Thursday, July 14, 2011

When Love Goes Down The Drain

When marriage goes bad, sometimes it REALLY goes bad. Take the recent case of a Southern California woman who in the midst of a rancorous divorce, gave new meaning to the phrase, “Cut and run.” In her case, she “cut” off her husband’s penis, so she could “run” it down the garbage disposal.

Yes, this scorned female spiked her husband’s dinner, and after he went to bed feeling sick, tied him to the bed and filleted his tube steak with a ten inch butcher knife. Then, to make sure it would be difficult to reassemble, (or perhaps to save space in the local landfill), she tossed it in the garbage disposal and flipped the switch.

The reason she did the latter, remains unexplained. Certainly, if her disposal was as old as mine, she should have known that anything beyond the consistency of soggy bread had little chance of being ground up and eliminated as evidence. Perhaps in her agitated state, her only purpose for doing so was to further humiliate the little nublet, or at least mutilate the shape of its cleanly severed end so it would never fit back as a matching puzzle piece.

Now, domestic violence upon small and defenseless members of society, is nothing new. For those old enough to remember, almost twenty years ago the infamous Lorena Bobbitt performed the same kind of amputation on her husband. In that case, however, she tossed the snippet out her car window into a field next to the road, thinking perhaps the critters who lived there would snack away the evidence. To her dismay, however, a searcher (who was heard to call out, “Uh, is this it?) recovered the pruned penis from the weeds, and rushed it to the “Lost and Found” desk at the hospital where it was cleaned up and reattached to its original owner.

All this said, what, if anything, can women learn from this story? First of all, if you going to cut off your husbands penis, calling 911 to report it as a medical emergency will NOT be interpreted as the act of a Good Samaritan.

And saying the whole thing happened because “he deserved it,” won’t keep you from getting cuffed and hauled away. After all, most likely the responding officers will be male. And as your husband is wheeled by moaning on the gurney, most of them will instinctively cross their hands in front of their groins, and sympathetically conclude they “feel his pain.”
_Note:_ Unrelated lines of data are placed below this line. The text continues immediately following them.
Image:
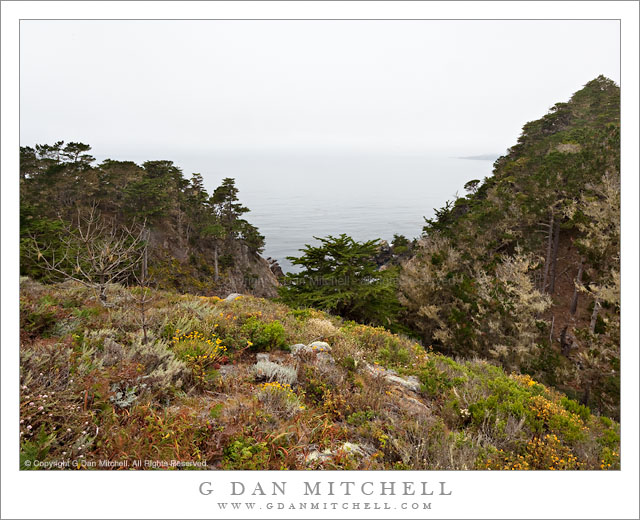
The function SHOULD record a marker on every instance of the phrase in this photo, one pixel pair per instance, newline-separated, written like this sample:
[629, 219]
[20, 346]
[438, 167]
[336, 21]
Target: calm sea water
[296, 197]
Men can learn a lot from this story, as well. First of all, if your marriage is in trouble, remove all sharp knives from the home and start using plastic. At least a knife made of that would required a sawing action to cut through human tissue, which should give you enough time to wake up and try to escape.

In addition to a more prudent selection of cutting utensils, refrain from having your soon to be ex-wife make dinner for you. Be suspicious if she suggests any menu that includes hotdog segments, such as beans and franks. Also, be at least leery if she brews soup from scratch using various unmarked cans and bottles with the labels removed, or stirs what’s in the pot with a butcher knife instead of using a wooden spoon.

And, REALLY pay attention if she starts humming Connie Francis’s version of the song, “You Always Hurt the One You Love” to herself while she's cooking, or runs the garbage disposal over and over, but neither turns on the water or puts anything in it. Perhaps, if she’s just standing there humming and listening to it whir, a good possibility exists that she’s fantasizing about something quite unrelated to cleaning up after meal preparation.

Finally, if you’re filing for divorce, be careful the grounds upon which you base the dissolution. How ironic would it be to hear your raving spouse yell back at you as she’s being taken away…, “Hey, Jerk, you want irreconcilable differences? Look in the mirror after they take off the bandages.”

2 comments:

Liz said...

Darned if I waste my life in jail for doing that deed...better to get him in the pocket book so he'll suffer for a really long time getting pi##ed every time he had to write a check!

Paisano said...

How deviantly brilliant, Liz. Having to cut a monthly check to someone you really dislike, is definitely the cruelest cut of all.